The problem of the Alder Hey so-called scandal was that the permission of the individuals from whom the organs were removed had not been taken. What nobody recognised at the time was that if you were to carry out a post-mortem examination to try to determine the nature and causation of the disease from which the individual had died, there was no way in which the simple carrying out of the post mortem and visual inspection of the organs could give you the answer. The organs had to be removed; they had to be pickled in formalin; they had to be studied under the microscope, to give the answers which everyone wanted to know as the outcome of that post-mortem examination.

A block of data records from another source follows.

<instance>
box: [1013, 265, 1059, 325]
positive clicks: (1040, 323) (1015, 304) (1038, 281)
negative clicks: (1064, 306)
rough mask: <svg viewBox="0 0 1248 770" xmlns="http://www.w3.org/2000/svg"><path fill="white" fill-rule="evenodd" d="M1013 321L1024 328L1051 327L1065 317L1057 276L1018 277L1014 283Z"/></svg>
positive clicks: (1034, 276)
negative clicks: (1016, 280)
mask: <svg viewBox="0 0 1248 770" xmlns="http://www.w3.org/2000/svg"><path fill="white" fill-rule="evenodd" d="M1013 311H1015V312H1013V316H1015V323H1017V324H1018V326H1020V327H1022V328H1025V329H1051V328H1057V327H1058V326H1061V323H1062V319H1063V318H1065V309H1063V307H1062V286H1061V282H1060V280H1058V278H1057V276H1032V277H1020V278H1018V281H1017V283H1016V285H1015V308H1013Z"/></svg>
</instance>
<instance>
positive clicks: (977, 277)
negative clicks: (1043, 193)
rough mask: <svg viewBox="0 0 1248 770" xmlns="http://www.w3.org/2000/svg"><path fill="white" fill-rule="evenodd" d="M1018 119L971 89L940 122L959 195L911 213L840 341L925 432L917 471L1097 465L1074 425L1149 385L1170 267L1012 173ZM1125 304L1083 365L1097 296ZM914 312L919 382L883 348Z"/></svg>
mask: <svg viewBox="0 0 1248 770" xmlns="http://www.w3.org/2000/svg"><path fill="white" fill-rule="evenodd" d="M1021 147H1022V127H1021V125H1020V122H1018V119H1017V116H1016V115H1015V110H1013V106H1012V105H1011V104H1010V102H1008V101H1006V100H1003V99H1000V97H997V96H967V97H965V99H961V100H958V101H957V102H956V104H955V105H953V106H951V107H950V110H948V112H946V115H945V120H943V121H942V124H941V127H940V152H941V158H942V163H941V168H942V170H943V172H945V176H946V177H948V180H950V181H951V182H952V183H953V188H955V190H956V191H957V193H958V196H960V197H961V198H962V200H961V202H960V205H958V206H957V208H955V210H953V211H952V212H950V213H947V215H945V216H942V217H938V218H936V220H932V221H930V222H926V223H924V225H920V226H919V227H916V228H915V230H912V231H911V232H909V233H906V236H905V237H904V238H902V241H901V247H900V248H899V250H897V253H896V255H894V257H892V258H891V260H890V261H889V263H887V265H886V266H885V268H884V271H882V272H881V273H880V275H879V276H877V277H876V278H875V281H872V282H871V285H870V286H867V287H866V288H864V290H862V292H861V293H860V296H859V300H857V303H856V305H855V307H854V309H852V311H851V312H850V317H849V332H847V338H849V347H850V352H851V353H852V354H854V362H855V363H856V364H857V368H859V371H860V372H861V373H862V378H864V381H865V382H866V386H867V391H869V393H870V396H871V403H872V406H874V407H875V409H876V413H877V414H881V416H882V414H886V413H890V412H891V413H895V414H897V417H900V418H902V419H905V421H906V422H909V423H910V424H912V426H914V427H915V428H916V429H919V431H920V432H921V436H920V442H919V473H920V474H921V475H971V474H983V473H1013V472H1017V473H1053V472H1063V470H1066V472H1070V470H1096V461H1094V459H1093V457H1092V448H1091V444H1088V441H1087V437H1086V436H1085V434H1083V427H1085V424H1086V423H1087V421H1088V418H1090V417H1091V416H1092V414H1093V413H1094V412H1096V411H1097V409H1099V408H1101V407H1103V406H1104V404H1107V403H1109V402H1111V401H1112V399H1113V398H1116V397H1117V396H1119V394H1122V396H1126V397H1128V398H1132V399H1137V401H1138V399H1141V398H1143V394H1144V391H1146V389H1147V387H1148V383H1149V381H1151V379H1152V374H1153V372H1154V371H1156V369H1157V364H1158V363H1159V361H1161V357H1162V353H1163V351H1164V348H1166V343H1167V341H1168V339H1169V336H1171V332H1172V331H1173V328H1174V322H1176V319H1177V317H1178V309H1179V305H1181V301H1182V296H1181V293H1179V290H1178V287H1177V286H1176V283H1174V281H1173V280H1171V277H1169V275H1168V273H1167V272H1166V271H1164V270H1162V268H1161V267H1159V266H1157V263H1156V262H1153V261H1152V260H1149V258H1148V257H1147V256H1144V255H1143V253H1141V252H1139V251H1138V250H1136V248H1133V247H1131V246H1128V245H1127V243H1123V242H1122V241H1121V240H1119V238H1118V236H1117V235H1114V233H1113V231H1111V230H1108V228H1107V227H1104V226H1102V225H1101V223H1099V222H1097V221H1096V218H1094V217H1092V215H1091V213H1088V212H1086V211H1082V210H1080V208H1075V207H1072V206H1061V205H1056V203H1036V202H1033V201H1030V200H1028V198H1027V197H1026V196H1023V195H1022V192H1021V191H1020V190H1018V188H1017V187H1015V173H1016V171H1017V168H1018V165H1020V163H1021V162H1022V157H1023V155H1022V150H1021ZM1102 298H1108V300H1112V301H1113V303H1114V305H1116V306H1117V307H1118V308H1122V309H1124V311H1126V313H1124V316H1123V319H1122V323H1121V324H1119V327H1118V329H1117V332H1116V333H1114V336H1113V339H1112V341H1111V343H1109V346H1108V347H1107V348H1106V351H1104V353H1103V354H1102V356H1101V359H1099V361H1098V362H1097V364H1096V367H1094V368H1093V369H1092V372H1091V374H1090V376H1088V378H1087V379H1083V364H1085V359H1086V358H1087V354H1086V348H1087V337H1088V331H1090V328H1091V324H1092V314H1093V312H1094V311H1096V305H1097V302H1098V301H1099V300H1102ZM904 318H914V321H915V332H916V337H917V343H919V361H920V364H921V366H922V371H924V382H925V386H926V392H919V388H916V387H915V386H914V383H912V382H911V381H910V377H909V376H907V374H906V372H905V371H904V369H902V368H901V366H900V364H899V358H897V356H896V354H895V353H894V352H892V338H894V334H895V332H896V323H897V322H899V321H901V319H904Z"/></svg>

Where members of my profession were mistaken was that it became almost accepted by doctors, pathologists and clinicians that once permission for a post mortem had been given they could assume that permission had been granted to retain the organs for such an examination. They were wrong. Hence, the Human Tissue Authority was created to control that process. It has been very successful not only in that regard but also in issues related to the retention of tissues obtained for diagnostic purposes by biopsy. It has also been extremely successful in controlling the use of anatomical material for teaching purposes. It has fulfilled a whole series of other functions. My view is that it is so necessary that that function should be continued that I do not believe, for the same reasons, that the Care Quality Commission could feasibly absorb that task. It could do so only if it took on board the scientific experts on human fertilisation and embryology on the one hand, to deal with the responsibilities of the HFEA, and the scientific experts in pathology, anatomy, molecular biology and other branches of medicine, to look at the human tissue issues and also to be able to deal with issues relating to the donation of organs for transplantation. Those complex issues are so broad in their responsibility that I do not believe that the Care Quality Commission could conceivably handle them all. That is why I give warm support to the amendments.